The optimal duration of stenting the frontal sinus is unknown. Orlandi et al. demonstrated that stent can be very well tolerated postoperatively and the mean length was 31.6 months but without identifying the optimal duration [8]. One case reported a success stenting kept in place for 21 months without any complications [11]. In our case, the stent was kept in the patient for 12 months and was complicated by ocular symptoms as well as granulation tissue formation (Table 1).

In our present case report, the use of the stent was accompanied by different complications. The first complication was migration: our case report is the first describing such a complication with using the stent. The CT scan showed the migration of the stent through lamina papyracea which caused the ocular symptoms: left eye pain, discomfort, and redness.

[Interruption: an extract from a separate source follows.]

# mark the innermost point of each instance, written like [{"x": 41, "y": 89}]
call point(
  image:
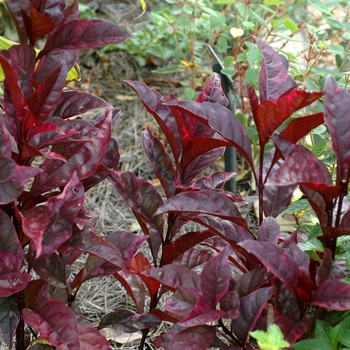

The second complication was granulomatous tissue formation: granulomatous tissue was formed around the stent resulted in misinterpretation of the specimen histopathologically as granulomatous invasive fungal sinusitis, due to the presence of foreign body-type multinucleated giant cells, which is the characteristic finding in both conditions (Figure 4).

Other complications of the frontal sinus stent have been reported. Examples include secondary infection and hypersensitivity [12], bacterial biofilm on stent, and toxic shock syndrome [13, 14].

On examination, the patient had recurrent grade 3 nasal polyp, and obviously the presence of frontal sinus stent was not helpful in providing the appropriate irrigation to the frontal recess. Instead of keeping the patency of the ostium, the stent resulted in unwanted outcome. As well, the granulation tissue formed around the stent was histopathologically misinterpreted as a granulomatous invasive fungal sinusitis. Further studies are strongly needed to judge the effectiveness of using the stent.

Data Availability

No data were used to support this study.

Conflicts of Interest

The authors have no conflicts of interest to declare.